In the Country U, there are more than 150,000 gas stations and convenience stores where the Company T wanted to sell hot buffalo chicken bites which are nearer to the checkout. This will be the promising channel, and the sales are increasing significantly at those retail outlets and profit margins on the foods that are prepared is higher than the raw materials that are sold at the grocery store.

Now, the Company T has to hire 10 more sales representatives at a salary of $45,000 each to enlarge into the distribution channel because many of the stores are separately own. Each of the convenience store is expected to produce an average of $50,000 as revenue for Company T.

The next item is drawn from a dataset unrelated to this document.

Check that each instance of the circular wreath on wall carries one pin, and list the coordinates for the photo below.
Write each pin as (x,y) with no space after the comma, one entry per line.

To determine: The number of retail accounts should be acquired by the company to break even on this tactic and the average number of accounts that is require for new representatives.

Characters in the case:

  • Company T
  • Country U

A sale is a contract between two parties to buy and sell goods. Where one buys the goods and other sell the goods. Buyer receives goods and seller sells goods.

A fixed cost is a cost or expense that do not change with decrease or increase in goods or services produced. It is the cost which has to be paid by the company, excluding other business activity.